Qui endossera la responsabilité du glissement du dinar ?
Marouane El Abassi précise que le dinar est sous pression et qu’il subit les coups de butoir de l’énergie pour une facture de 760 millions de dollars, des importations de médicaments pour 100 millions de dollars et la facture céréalière pour 120 millions de dollars. Faut-il sacrifier nos réserves de change à maintenir vaille que vaille la parité du dinar ou préserver ces mêmes réserves de change à régler les factures les plus lourdes et les plus nécessaires et sauver la face devant les marchés ?
Grâce à cette pirouette, la BCT se défausse de la responsabilité du maintien de la valeur du dinar. On pourrait à la limite s’en féliciter car, au moins devant l’opinion, le gouvernement aura une certaine légitimité pour imposer les réformes qui fâchent qui peuvent comprendre le contrôle du change et, pourquoi pas, des importations.

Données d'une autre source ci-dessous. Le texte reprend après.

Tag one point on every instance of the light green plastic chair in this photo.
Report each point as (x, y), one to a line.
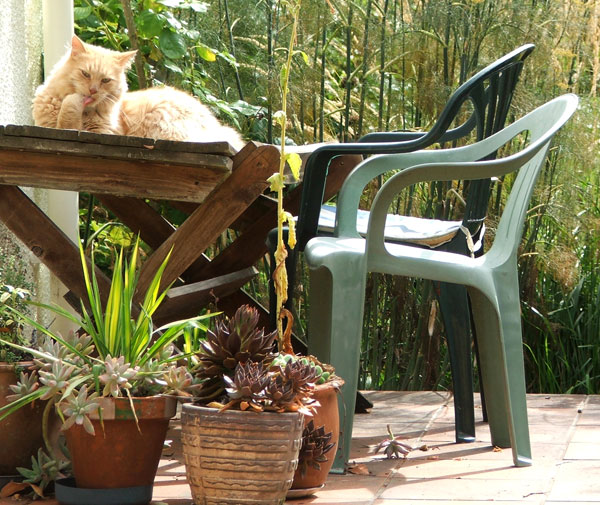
(339, 265)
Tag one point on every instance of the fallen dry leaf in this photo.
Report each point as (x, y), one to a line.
(358, 469)
(12, 488)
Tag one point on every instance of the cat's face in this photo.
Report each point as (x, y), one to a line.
(97, 73)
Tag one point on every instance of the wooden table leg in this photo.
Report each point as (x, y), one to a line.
(252, 166)
(47, 241)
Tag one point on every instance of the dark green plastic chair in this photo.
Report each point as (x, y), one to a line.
(490, 92)
(339, 265)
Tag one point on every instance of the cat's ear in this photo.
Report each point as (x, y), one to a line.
(125, 59)
(77, 46)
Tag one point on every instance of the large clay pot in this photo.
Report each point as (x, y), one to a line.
(235, 457)
(21, 432)
(327, 415)
(123, 453)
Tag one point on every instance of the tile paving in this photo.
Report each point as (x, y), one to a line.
(565, 433)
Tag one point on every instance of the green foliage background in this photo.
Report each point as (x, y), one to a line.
(369, 65)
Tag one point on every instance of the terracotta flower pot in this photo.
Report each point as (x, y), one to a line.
(120, 455)
(21, 432)
(237, 457)
(326, 415)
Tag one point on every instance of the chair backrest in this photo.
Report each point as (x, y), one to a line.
(467, 163)
(490, 92)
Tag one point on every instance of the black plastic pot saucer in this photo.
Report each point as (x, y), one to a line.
(67, 493)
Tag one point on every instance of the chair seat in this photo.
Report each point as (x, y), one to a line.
(415, 230)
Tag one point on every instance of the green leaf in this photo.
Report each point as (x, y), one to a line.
(150, 24)
(172, 44)
(304, 56)
(206, 53)
(276, 182)
(279, 116)
(283, 77)
(176, 69)
(81, 12)
(295, 162)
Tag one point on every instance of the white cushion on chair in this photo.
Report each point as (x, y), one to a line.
(429, 232)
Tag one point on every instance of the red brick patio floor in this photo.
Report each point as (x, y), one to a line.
(565, 434)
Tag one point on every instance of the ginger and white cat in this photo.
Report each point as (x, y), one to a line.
(87, 90)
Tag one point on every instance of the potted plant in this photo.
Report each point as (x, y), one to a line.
(21, 435)
(242, 433)
(321, 431)
(108, 383)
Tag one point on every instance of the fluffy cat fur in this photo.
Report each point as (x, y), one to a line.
(87, 90)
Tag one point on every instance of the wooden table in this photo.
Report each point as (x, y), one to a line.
(215, 186)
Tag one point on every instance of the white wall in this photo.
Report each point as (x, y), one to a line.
(22, 32)
(20, 58)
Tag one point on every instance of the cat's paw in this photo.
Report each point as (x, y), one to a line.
(75, 101)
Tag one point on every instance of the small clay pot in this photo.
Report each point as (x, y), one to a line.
(123, 453)
(21, 432)
(326, 415)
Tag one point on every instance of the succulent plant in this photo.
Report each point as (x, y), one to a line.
(236, 340)
(315, 445)
(78, 408)
(392, 446)
(44, 470)
(258, 388)
(321, 374)
(247, 388)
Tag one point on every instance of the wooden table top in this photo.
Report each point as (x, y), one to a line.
(112, 164)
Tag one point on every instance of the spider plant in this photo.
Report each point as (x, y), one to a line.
(117, 352)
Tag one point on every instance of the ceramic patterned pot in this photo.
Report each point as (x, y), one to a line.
(235, 457)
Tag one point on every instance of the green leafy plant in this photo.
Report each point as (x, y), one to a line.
(117, 353)
(15, 291)
(392, 446)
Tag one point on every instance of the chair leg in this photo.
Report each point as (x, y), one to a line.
(501, 351)
(454, 305)
(481, 389)
(334, 336)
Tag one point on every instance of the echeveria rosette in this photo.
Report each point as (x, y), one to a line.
(27, 383)
(56, 381)
(117, 376)
(78, 408)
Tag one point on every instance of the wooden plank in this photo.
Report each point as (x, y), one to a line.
(186, 301)
(252, 166)
(38, 132)
(28, 144)
(140, 218)
(46, 241)
(117, 177)
(250, 246)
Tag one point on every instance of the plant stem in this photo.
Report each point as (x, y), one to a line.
(281, 252)
(45, 422)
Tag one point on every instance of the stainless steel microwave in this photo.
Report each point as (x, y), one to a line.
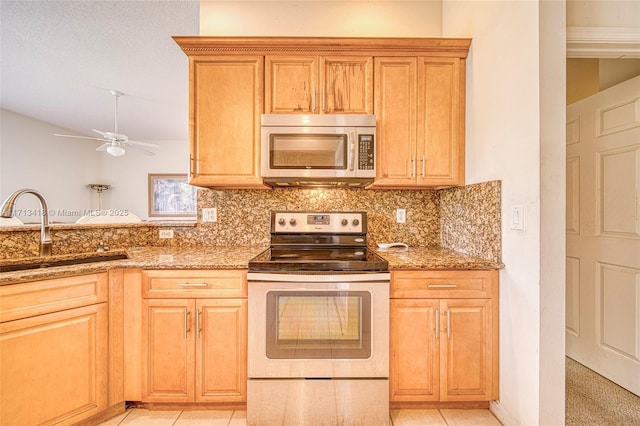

Pourquoi ne pas avoir évoqué sa politique pour le décashing de l’économie et son opinion sur une plausible convertibilité du dinar et la possibilité d’une amnistie de change qui pourraient relever des compétences de la BCT ? Le gouverneur de la BCT est maître de son agenda de réformes. Et il sait qu’il sera apprécié sur la compatibilité entre les priorités qu’il choisit et les urgences qu’appelle la situation économique.